On one level the victory seemed to come out of nowhere, such are Immelman's strengths that suddenly he looks as if he is the guy who just might pass all the names above -- he is now the only player in his 20s with a major -- and can get very close to what the little boy foretold. At the Masters, Immelman was carried by the sheer soundness of his ball-striking. For the week, he was first in driving accuracy and tied for second in greens in regulation. And on a wind-whipped Sunday, perhaps the meanest final day since Augusta National was dramatically redesigned, Immelman kept hitting quality shots at a rate greater than his pursuers. Sunday, his stunning approaches to the par-four fifth and par-5 13th produced short birdies that took back control of the tournament.

"Trevor's swing is efficiency in motion," says Nick Price, who has known Immelman since he was 11. "There are no extraneous moves. It's the kind of swing that can handle any golf course tee to green."

Yet the most impressive thing about Immelman's victory was the doggedness with which he made big putts. Always a poor putter by any statistical measure, Immelman made his best strokes when he needed them most. After a couple of short misses to start his third round, Immelman made a scary, downhill eight-footer for par on the fifth and played four under the rest of the way. Sunday, after Brandt Snedeker made a 35-footer for eagle on the second, Immelman missed badly on a short birdie putt, setting off a foreboding murmur from the gallery. But on the fourth, he made another tough eight-footer for par. After pulling a three-footer for birdie on the seventh and three-putting the par-5 eighth for bogey, Immelman grinded in a crucial 10-foot curler for par on the ninth.

"That one was the kind of putt you have to make to win these things," said sport psychologist Bob Rotella, who has worked with Immelman for four years. "The whole goal this week was for Trevor to make them all in his mind and then hit the putt with no thoughts of results.

Result-oriented thinking will lead to mechanical and technical thoughts, which get a player in his own way. But this week, his mind was really clear with the putter."

Immelman benefited from other good influences on his putting. On the Monday before the tournament, he played a late-afternoon nine with Ben Crenshaw. According to Immelman's agent, Jon Wagner, "Ben told Trevor, 'I'm so sick of these putting gurus telling everyone how to putt. You have your stroke that works for you, and it's good enough.' Hearing that from Ben was like a light bulb went off, and Trevor said, 'You know, I'm going to do what I do and accept the results.' "

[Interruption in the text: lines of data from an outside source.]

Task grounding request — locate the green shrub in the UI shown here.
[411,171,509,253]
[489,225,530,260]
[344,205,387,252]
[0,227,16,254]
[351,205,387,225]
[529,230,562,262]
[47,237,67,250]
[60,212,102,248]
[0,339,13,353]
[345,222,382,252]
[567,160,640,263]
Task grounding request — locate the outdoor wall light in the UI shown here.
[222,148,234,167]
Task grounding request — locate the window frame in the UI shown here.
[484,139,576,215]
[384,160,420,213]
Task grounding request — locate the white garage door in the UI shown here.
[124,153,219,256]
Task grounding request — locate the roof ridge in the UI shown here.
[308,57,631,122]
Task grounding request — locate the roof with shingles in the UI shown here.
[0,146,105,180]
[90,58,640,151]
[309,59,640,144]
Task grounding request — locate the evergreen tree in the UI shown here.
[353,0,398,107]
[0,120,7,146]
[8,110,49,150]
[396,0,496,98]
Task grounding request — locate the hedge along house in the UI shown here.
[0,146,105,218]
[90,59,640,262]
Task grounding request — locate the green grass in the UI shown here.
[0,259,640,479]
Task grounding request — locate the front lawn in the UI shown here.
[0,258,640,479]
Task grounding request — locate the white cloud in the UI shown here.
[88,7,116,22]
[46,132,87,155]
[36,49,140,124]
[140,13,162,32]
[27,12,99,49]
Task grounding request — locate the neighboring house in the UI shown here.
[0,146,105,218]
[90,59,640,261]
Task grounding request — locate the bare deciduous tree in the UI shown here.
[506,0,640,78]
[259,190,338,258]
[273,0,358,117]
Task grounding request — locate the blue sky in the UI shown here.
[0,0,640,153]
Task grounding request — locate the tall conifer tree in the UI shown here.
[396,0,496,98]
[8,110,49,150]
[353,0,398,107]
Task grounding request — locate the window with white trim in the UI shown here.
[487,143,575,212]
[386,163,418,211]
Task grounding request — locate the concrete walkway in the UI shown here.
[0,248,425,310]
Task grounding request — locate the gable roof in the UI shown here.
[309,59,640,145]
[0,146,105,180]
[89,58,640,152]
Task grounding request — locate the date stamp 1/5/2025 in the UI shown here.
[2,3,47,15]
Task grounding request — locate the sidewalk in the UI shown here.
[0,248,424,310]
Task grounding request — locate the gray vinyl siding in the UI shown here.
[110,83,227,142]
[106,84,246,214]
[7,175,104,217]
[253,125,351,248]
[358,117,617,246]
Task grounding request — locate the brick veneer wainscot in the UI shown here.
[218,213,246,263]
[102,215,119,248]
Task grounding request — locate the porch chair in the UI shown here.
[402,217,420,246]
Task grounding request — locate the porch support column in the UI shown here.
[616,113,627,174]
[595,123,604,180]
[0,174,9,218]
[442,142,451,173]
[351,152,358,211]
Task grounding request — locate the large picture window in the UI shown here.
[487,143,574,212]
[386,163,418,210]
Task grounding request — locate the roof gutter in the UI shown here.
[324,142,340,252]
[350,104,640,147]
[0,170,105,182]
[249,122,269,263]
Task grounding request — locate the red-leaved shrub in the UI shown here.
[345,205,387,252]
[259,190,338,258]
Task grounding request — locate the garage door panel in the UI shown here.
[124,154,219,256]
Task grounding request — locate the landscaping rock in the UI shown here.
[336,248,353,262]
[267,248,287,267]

Immelman's 37-year-old brother, Mark, the golf coach at Columbus (Ga.) State, where he was an All-American, and who was Trevor's first teacher ("I was like Harvey Penick when he saw Sam Snead," he says. "I saw my brother."), had him putt toward a quarter and a 1942 penny rather than a hole, again to emphasize solidly hit putts rather than results. Wednesday, Mark gave the penny to his father, Johan, with the words, "Hold on to this. Your son's going to win the Masters this week."